Postcard from Venice

By | Category: Travel destinations

some visitors wore wellingtons!

Venice, in late September/early October is still crowded with visitors. They certainly weren’t attracted by the weather as it was cold, wet and miserable for a couple of days but Venice, for visitors at least, is weather immune.


You don’t go there for the climate although Italians favour the beaches in large numbers at the weekends on the Lido. Not this Sunday and in this weather. The only accents I heard apart from British ones were American, Australian, French, Russian, German and Chinese. In fact – just as it has been for centuries – this is a place where different countries meet, a sort of United Nations with just as much indecision about what to do and where to go.

One of the busiest places is the Rialto and, after a couple of years, it was good to see that the authorities had removed the graffiti and repainted the wooden shutters either sight of the bridge. Not that it ever stopped visitors from having their photographs taken and blocking the bridge for those working and pulling their carts across the steps. Sometimes it is forgotten that the market is just beyond the bridge and boatloads of fruit and vegetables come early every day to be sold.

grafitti-free and the hoarding behind has no advertising on it

On a similar theme it was noticeable this time that there were more blank coverings on the buildings that were being refurbished unlike earlier times when watch and car adverts made some places look quite tacky. The Bridge of Sighs had no such hoardings this year so my moans were a little less than usual!

As you head down the Grand Canal from the Rialto the next bridge is at Accademia. This newish wooden bridge used to be a haunt of counterfeit bag sellers from North Africa – as was much of the main tourist areas – but I saw less of them this trip than on previous visits. (Never buy bags from these people as you will be heavily fined if you buy a bag that isn’t genuine.) Maybe they think the “season” is over and move to warmer climes. Now the craze is to buy small padlocks, write the name of you and your loved one, date it and attach it to the metal struts that support the handrails. The authorities take them away from time to time but I saw locks going back to June with dozens attached to each strut.

locks, locks and more locks

But there are dozens of empty ones still to be used and there was one of the North Africans selling locks to anyone he could persuade to pause as they crossed the bridge. In the evening I suspect he is one of those who turn from locks and wander the open-air restaurants cajoling men to buy their partners a single red rose.

With the heavy rain recently the boards were out, raised above the pavement areas, in St Mark’s Square. The queue to get in the Basilica was forming on the planks of wood as there was a couple of inches of water there and in the entrance. Two days later the waters had receded and all was dry again.

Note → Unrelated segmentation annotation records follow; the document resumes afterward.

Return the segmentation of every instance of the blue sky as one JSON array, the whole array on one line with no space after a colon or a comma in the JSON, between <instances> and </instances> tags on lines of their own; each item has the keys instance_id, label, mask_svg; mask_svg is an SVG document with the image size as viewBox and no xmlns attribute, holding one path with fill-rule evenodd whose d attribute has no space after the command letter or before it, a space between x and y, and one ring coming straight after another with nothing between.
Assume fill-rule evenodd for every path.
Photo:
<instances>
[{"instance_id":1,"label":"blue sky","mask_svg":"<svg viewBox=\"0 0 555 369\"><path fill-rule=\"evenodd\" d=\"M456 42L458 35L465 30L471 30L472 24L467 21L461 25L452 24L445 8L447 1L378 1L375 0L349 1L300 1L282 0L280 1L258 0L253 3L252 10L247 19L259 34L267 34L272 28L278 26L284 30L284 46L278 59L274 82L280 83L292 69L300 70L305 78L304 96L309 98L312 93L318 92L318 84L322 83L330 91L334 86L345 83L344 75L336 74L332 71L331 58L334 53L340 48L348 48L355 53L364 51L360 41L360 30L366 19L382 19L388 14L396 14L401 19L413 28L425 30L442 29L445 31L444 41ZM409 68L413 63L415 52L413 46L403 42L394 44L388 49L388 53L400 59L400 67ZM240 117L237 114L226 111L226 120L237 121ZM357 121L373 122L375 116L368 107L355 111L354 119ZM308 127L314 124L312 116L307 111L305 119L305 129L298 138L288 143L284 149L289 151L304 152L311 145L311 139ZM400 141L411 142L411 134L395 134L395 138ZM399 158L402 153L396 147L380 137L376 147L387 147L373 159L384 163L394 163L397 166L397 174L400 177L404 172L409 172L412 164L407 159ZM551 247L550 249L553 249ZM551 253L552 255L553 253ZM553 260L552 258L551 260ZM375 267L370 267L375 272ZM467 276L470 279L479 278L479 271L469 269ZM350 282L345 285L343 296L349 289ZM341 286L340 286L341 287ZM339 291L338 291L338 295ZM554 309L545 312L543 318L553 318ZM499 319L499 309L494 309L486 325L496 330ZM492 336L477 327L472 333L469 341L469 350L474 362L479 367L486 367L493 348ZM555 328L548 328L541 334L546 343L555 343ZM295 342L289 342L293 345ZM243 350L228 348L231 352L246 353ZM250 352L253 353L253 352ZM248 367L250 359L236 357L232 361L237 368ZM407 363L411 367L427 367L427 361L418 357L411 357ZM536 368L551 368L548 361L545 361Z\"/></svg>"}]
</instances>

One of the attractions of visiting Venice in the winter is that you suddenly see a different Venice all wooden planks leading you around the city and reminding you how precariously structured Venice is.

I listened for nothing unlike those seated!

In the square and around there are three café’s – the most famous being Florian’s – which have small orchestras for the enjoyment of those who take a table. Each of the orchestras is good but they play an array of international music rather than Italian or even Venetian music as you might expect. Sit down though at your peril because apart from the high prices – €6 for a cup of coffee – you not only pay a cover charge but a charge for listening to the music. Since you can listen at no cost by just loitering and watching the pigeons being fed, (yes, this still happens despite attempts to ban it) my tightly closed wallet wonders why guests put up with these extra charges.


The Biennale – that largely free art salute from different countries is still on until almost the end of November which might explain why hotel prices are still a little higher than I might expect from this time of year. So I stayed on the Lido which is only fifteen minutes from St Mark’s but where hotel prices are a lot cheaper. They are even cheaper on the mainland in Mestre and Quarto d’Altino or by the airport but you can spend a bit of time getting into Venice if that is where you plan to spend most of your time.

Venice is almost a “must” stop for any cruise ship in the Mediterranean. In the three days that I was there, I saw five but there might have been more. Travelling in the vaporettto (water bus) as it calmly cuts across the prow of a twelve storey floating hotel with all the insousiance of a little kid who says you may be bigger but I’m smarter than you made some visitors wonder whether the captain was completely sane but that’s what Venice is like. You wonder why there aren’t more accidents in the canals as gondolas jockey with delivery boats, vaporettos, water taxis and ambulances.

straight under the bow we went; luckily there was little wash

As I said earlier, Venice seems busy whenever I go there and I suppose there must be a quiet time but when that is I don’t know. You really notice it in Murano (the island of glass art and jewellery) and Burano. (finely-worked lace and brilliantly coloured houses.) When a boat tour from the cruise ships docks, dozens are disgorged on to the quaysides, cameras all flashing, enthusiasm for souvenirs high and a hurriedness to get as much into their hour or two ashore as they possibly can. They overwhelm the shops, cram the cafes and restaurants and Venetians love the money they spend.

Me, I retire to a distance with a beer and watch the world and the water go by as I wonder why I keep coming back. After another dozen trips may be I’ll have worked that out.